The third strategy consists in the development of a pharmacogenetics approach. Years ago, we wondered whether hNav1.4 mutations causing myotonia may affect blocking effects of mexiletine and influence patients' response to the drug. Indeed, we observed that mutations, like G1306E, shifting the voltage dependence of channel inactivation toward less negative potentials reduce mexiletine effect, likely because of the preferential binding of mexiletine to inactivated channels. In contrast, inhibition of sodium channels by flecainide, another antiarrhythmic drug, was not affected by the mutation. Such observation was successfully translated to humans, since a woman and her son, both carrying the G1306E mutation and suffering from severe myotonia with little response to mexiletine, obtained great improvement by shifting therapy from mexiletine to flecainide [7]. Recently, the same approach was applied to a young girl carrying the P1158L mutation [8]. We are committed to extend this pharmacogenetics approach to a major number of myotonic hNav1.4 mutations, in close collaboration with clinical Neurologists, Parents' associations (“Miotonici in Associazione”), and charities (Italian Telethon Foundation and Association Française contre les Myopathies).

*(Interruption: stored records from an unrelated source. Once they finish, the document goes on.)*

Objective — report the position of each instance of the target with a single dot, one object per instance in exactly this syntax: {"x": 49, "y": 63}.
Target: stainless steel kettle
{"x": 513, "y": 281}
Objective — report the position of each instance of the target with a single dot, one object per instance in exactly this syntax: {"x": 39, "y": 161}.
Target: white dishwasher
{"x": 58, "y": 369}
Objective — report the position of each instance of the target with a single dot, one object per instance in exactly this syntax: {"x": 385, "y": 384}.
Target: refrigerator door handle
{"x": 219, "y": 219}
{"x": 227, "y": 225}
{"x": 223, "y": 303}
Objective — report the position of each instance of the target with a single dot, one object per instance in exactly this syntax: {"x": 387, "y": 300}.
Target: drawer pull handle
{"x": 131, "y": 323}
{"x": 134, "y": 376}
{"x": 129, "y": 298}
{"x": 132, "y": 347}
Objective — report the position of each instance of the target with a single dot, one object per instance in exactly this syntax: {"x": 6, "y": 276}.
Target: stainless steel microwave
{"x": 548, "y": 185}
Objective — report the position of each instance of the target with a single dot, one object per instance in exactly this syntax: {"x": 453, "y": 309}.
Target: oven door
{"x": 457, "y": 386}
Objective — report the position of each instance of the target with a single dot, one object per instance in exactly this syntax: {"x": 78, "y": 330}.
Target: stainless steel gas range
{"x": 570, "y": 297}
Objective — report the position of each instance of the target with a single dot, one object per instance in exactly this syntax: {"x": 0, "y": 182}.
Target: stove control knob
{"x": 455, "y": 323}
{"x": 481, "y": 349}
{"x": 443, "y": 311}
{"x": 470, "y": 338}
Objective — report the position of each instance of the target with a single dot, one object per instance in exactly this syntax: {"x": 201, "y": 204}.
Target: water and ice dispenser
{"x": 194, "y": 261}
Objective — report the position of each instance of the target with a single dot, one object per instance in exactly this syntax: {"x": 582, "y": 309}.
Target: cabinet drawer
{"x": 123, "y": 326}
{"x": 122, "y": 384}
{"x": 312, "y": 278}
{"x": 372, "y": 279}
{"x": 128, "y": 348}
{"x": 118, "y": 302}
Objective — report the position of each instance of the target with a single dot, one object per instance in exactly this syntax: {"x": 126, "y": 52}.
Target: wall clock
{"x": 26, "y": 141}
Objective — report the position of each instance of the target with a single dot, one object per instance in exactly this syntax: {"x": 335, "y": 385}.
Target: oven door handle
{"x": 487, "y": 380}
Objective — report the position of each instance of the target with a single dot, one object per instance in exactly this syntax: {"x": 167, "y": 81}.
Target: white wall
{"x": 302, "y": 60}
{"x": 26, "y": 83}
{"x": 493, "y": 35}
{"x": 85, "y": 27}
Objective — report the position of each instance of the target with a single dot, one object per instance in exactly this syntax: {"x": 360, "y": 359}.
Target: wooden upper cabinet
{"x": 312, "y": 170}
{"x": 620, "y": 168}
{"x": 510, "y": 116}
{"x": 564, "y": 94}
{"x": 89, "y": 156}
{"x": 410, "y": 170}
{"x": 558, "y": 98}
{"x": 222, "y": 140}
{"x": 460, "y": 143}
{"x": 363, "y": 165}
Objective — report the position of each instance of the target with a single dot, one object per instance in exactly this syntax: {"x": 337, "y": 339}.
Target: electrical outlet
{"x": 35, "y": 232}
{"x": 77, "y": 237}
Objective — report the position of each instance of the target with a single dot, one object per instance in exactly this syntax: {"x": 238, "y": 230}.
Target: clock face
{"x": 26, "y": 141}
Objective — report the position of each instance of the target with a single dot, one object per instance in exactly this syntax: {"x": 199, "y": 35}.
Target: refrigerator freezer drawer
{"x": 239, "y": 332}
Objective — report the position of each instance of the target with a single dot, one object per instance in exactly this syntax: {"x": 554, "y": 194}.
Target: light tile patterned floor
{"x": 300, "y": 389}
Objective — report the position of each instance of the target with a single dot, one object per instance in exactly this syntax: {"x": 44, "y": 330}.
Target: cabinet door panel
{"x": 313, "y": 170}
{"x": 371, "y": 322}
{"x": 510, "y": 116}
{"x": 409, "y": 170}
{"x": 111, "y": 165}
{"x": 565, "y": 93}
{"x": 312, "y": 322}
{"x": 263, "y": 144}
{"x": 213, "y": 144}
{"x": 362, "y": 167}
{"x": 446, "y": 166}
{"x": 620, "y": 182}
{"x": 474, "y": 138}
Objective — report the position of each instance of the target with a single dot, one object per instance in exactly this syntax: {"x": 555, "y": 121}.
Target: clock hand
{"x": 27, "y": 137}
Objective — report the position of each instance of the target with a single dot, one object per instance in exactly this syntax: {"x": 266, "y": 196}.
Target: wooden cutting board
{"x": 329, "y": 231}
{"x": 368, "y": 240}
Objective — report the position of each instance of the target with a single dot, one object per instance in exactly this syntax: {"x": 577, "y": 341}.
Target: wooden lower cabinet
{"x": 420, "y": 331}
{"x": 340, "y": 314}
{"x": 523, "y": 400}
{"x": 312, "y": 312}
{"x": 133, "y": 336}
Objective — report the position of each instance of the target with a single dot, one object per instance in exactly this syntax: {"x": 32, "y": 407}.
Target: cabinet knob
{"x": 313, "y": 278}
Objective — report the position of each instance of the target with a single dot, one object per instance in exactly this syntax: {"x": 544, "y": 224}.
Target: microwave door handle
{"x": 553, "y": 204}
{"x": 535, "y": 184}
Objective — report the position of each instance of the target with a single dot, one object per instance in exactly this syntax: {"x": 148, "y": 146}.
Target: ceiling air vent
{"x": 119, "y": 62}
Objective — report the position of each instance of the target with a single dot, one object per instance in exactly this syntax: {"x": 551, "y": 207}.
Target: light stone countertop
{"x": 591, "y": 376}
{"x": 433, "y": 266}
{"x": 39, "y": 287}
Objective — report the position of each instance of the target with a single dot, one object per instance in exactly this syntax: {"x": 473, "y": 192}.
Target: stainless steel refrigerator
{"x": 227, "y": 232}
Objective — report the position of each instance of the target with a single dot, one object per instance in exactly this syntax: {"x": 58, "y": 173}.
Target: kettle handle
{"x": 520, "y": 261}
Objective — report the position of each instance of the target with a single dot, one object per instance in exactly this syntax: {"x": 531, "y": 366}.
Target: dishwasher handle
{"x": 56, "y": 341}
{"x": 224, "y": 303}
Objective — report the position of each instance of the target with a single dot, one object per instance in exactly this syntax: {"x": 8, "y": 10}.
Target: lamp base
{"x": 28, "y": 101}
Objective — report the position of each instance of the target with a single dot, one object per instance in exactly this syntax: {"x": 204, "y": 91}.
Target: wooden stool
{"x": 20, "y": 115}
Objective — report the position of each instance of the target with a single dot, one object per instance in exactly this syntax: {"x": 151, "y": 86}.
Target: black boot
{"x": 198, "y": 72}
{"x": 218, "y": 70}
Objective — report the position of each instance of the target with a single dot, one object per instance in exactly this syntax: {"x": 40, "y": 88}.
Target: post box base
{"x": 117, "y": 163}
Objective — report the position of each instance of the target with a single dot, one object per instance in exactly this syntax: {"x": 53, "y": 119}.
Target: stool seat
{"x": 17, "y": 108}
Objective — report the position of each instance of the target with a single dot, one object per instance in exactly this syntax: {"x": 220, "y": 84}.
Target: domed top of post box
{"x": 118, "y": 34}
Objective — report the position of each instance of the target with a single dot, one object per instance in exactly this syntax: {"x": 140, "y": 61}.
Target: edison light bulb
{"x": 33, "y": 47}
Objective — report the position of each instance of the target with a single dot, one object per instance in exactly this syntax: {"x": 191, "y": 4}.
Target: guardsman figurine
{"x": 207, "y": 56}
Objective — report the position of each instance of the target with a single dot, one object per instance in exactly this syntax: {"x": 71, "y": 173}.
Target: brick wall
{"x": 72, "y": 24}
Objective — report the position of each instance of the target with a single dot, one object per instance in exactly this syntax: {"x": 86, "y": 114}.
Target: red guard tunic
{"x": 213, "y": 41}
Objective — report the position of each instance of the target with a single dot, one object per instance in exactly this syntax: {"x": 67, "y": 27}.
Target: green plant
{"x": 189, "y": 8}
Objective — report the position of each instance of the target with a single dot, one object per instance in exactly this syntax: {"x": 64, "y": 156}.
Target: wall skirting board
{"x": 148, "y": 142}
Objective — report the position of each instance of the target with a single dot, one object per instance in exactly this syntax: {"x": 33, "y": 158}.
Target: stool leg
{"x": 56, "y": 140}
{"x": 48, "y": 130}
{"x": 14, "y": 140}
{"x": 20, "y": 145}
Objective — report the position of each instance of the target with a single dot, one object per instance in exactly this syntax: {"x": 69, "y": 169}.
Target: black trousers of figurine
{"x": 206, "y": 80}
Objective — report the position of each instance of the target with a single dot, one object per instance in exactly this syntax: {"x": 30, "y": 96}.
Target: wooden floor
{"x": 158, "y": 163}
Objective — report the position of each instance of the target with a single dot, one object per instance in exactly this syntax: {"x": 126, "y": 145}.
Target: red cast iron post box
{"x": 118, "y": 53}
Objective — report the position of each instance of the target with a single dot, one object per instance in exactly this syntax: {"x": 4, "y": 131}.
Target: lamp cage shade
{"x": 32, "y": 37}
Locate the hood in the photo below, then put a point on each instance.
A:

All together, these results open the way toward a precision medicine aimed at identifying the best drug for each mutation or group of similar mutations causing non dystrophic myotonias. Our studies may also serve as a paradigm for other membrane excitability diseases caused by sodium channel mutations, such as cardiac arrhythmia, epilepsy, and chronic pain. Concrete application of precision medicine in rare diseases are already on the market, including CFTR chloride channels ligands for cystic fibrosis or exon-skipping drugs for Duchenne muscular dystrophy. It is likely that such strategies will continue to grow and will allow to better address treatment of rare diseases.